2015 Ruling 2015-0601441R3 - XXXXXXXXXX Partnership - winding up -- summary under Subsection 20(24)

Current structure

Sub1 and Sub2 (both taxable Canadian corporations and wholly-owned subsidiaries of Parent) are currently the sole partners of a general partnership (“Partnership”). Partnership’s business generates income under s. 12(1)(a) and Partnership claims a reserve under s. 20(1)(m).

Proposed transactions
  1. Partnership will pay to Sub1 a reasonable amount for undertaking to assume Partnership’s prepaid revenue obligations (by assigning an equivalent amount of the Parent-Partnership Note as payment), and a joint election will be made under s. 20(24).
  2. Sub2 will transfer its interest in Partnership to Sub1 in consideration for Sub1 Preferred Shares and a non-interest bearing promissory note (the “Sub1 Note”), jointly electing under s. 85(1). As a consequence Partnership will cease to exist, Sub1 will become the sole owner of all the Partnership property and Sub1 will become subject to all the remaining obligations of Partnership, and immediately after the time that Partnership ceased to exist, Sub1 will carry on alone the business that was the business of Partnership.
  3. The total income for Partnership’s taxation year ending in the year of wind-up will include (pursuant to s. 12(1)(d) or 12(1)(e)) all amounts in respect of which Partnership will have claimed a reserve pursuant to any of ss. 20(1)(l), 20(1)(m) or 20(1)(n).

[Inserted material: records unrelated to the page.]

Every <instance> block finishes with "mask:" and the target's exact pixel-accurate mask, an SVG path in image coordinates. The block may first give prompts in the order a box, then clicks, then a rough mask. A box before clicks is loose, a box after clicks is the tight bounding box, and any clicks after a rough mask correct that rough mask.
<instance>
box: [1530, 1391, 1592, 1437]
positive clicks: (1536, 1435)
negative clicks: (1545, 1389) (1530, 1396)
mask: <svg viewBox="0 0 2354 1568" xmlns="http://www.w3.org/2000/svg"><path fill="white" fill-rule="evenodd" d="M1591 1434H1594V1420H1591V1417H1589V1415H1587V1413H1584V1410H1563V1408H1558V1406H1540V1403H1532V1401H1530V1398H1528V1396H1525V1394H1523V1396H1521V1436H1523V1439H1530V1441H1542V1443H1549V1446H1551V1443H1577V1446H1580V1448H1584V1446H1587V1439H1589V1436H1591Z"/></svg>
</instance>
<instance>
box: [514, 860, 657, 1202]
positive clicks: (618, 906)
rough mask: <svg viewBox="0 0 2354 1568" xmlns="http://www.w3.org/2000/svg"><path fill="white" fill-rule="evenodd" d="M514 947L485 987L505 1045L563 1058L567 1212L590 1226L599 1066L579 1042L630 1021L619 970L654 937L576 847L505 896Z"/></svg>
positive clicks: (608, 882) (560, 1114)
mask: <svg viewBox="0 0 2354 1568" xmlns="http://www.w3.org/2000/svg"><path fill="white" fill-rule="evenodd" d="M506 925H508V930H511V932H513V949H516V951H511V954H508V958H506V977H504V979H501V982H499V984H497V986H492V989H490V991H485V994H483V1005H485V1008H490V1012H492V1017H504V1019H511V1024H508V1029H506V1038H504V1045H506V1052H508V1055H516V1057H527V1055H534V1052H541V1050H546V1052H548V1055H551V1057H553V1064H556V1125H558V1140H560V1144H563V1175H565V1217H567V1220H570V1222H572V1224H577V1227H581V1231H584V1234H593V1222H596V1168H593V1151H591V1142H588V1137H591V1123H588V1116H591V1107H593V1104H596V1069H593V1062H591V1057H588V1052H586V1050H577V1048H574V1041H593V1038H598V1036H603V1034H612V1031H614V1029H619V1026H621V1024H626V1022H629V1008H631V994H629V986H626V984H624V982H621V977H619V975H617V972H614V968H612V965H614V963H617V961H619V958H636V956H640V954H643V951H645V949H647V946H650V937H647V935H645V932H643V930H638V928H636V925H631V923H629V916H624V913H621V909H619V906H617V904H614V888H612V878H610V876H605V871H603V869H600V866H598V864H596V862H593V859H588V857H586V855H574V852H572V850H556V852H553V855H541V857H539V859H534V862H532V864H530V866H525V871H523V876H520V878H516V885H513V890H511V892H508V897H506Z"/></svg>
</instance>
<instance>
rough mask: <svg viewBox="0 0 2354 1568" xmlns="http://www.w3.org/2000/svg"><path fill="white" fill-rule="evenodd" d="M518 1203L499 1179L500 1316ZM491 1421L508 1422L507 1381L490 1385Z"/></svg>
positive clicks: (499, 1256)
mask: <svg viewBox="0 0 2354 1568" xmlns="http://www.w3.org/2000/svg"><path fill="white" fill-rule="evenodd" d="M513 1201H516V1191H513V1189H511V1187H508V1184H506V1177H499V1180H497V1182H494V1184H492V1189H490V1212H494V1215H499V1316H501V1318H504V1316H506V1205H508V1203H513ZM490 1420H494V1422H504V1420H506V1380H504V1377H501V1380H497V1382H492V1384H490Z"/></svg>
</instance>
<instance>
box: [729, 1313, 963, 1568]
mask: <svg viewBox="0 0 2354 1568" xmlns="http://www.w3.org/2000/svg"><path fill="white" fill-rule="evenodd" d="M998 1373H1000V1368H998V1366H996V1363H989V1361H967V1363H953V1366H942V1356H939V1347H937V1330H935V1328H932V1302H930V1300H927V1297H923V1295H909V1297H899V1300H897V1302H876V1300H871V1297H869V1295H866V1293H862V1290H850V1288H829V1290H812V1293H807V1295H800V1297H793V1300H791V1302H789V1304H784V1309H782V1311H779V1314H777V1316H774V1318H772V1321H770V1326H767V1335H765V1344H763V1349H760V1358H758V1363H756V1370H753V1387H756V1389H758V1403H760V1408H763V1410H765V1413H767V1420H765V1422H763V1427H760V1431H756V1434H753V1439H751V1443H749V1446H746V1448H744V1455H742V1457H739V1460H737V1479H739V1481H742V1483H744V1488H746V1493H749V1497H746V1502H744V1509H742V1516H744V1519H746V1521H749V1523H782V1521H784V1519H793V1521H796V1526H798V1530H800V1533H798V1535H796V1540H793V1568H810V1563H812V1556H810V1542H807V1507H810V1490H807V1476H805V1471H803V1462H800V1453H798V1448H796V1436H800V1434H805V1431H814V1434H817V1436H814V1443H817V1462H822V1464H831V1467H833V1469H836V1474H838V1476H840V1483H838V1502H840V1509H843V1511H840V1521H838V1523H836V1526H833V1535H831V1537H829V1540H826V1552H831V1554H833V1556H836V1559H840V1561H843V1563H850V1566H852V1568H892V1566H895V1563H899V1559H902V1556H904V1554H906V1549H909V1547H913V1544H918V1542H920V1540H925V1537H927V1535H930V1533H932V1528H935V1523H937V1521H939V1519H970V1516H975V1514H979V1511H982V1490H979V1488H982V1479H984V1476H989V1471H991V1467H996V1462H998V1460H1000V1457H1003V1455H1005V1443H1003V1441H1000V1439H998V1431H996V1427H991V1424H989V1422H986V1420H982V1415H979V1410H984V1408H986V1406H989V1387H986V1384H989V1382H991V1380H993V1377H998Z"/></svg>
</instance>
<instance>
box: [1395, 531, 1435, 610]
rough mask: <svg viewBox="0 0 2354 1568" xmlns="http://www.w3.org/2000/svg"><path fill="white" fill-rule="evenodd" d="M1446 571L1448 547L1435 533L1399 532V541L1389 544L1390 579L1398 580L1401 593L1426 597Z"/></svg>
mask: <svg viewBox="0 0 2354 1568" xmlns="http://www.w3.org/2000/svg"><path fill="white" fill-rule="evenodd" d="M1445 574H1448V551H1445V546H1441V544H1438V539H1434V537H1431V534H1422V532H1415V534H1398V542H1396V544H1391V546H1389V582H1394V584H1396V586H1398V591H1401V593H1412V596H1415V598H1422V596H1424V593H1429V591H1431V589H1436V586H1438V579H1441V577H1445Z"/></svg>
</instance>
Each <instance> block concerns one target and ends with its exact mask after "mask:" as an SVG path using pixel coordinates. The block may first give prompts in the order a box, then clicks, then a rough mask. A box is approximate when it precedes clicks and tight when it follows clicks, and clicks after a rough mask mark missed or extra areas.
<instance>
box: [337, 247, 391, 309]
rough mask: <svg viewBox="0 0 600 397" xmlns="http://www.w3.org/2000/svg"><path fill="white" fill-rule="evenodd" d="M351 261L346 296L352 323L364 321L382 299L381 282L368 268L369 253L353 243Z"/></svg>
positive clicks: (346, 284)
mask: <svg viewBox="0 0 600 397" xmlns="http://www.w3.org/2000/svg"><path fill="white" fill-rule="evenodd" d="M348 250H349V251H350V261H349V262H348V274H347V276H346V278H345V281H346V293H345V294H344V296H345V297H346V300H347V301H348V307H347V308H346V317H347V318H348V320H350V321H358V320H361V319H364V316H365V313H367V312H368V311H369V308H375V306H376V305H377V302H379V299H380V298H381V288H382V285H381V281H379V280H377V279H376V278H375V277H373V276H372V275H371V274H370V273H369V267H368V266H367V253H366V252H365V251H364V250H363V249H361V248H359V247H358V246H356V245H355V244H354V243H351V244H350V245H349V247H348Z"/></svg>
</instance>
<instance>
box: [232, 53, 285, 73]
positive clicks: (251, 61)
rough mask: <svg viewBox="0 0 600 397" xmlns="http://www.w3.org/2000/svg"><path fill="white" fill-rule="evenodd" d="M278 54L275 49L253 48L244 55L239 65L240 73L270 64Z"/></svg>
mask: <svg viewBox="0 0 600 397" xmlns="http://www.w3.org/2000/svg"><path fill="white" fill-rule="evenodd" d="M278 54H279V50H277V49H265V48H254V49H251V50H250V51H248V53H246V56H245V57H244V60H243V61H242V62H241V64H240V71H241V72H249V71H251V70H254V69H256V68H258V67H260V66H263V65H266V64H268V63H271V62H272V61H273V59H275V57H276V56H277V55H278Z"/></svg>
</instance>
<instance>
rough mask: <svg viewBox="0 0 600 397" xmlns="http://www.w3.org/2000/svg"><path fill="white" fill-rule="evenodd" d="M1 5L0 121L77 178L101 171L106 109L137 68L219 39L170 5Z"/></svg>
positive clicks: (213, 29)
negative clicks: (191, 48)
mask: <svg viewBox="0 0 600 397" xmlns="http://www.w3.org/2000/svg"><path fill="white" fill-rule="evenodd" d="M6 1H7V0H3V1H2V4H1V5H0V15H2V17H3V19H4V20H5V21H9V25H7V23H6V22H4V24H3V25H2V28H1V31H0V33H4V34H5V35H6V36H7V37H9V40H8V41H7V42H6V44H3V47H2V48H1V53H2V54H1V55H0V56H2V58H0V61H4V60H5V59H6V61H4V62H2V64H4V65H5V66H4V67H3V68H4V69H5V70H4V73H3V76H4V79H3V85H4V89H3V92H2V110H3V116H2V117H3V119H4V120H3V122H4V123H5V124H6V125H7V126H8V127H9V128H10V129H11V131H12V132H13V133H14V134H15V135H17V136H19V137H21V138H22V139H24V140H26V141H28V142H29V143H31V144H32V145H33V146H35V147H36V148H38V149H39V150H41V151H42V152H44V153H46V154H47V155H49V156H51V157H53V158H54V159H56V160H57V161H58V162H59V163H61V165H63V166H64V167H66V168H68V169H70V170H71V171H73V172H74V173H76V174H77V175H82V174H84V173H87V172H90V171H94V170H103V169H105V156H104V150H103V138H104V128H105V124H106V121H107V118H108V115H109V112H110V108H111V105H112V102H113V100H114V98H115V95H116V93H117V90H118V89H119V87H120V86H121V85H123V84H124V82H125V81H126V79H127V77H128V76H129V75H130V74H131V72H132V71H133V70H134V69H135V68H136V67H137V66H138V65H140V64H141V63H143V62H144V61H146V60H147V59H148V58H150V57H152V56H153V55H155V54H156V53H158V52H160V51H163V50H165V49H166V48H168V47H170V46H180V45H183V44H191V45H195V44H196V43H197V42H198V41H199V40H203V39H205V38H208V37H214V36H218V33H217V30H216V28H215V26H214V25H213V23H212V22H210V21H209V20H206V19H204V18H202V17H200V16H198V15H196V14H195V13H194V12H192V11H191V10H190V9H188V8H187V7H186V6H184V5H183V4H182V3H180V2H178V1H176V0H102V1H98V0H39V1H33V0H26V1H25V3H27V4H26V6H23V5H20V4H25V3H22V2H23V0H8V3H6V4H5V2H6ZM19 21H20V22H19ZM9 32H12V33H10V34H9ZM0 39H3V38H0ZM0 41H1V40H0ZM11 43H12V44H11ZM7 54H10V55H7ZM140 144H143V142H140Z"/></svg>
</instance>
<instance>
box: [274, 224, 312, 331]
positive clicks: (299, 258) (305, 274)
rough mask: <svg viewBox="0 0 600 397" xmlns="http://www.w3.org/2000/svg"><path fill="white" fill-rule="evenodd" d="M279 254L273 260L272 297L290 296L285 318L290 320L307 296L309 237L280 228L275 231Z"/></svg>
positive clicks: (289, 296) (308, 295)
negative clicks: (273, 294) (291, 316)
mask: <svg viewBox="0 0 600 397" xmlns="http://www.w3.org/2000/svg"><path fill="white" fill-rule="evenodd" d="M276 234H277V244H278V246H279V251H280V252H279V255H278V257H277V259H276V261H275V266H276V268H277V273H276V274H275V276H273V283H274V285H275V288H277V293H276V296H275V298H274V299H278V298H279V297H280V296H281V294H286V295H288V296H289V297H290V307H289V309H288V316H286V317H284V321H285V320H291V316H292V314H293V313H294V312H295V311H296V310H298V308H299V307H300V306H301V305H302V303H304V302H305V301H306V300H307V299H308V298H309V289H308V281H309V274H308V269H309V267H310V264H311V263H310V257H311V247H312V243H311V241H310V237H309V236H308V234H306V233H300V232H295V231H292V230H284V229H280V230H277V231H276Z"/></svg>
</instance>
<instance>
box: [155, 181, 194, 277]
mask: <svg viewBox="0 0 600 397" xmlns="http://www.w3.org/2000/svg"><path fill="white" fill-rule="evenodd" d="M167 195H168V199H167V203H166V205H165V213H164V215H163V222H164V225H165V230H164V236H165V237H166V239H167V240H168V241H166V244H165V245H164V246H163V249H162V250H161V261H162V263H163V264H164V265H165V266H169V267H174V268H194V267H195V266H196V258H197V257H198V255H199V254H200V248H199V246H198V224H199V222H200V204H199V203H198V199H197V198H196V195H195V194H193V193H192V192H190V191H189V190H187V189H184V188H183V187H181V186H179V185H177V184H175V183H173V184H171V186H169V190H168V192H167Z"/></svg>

Partnership’s income for its final fiscal period will be allocated to Sub1 and Sub2 in proportion to their respective interests.
Ruling

The payment made in 1 above may be deducted in computing the income of Partnership pursuant to s. 20(24)(a) and will be deemed to be an amount described in s. 12(1)(a) of Sub1 for its fiscal period in which the payment is received, pursuant to s. 20(24)(b), provided the amount of such payment is reasonable.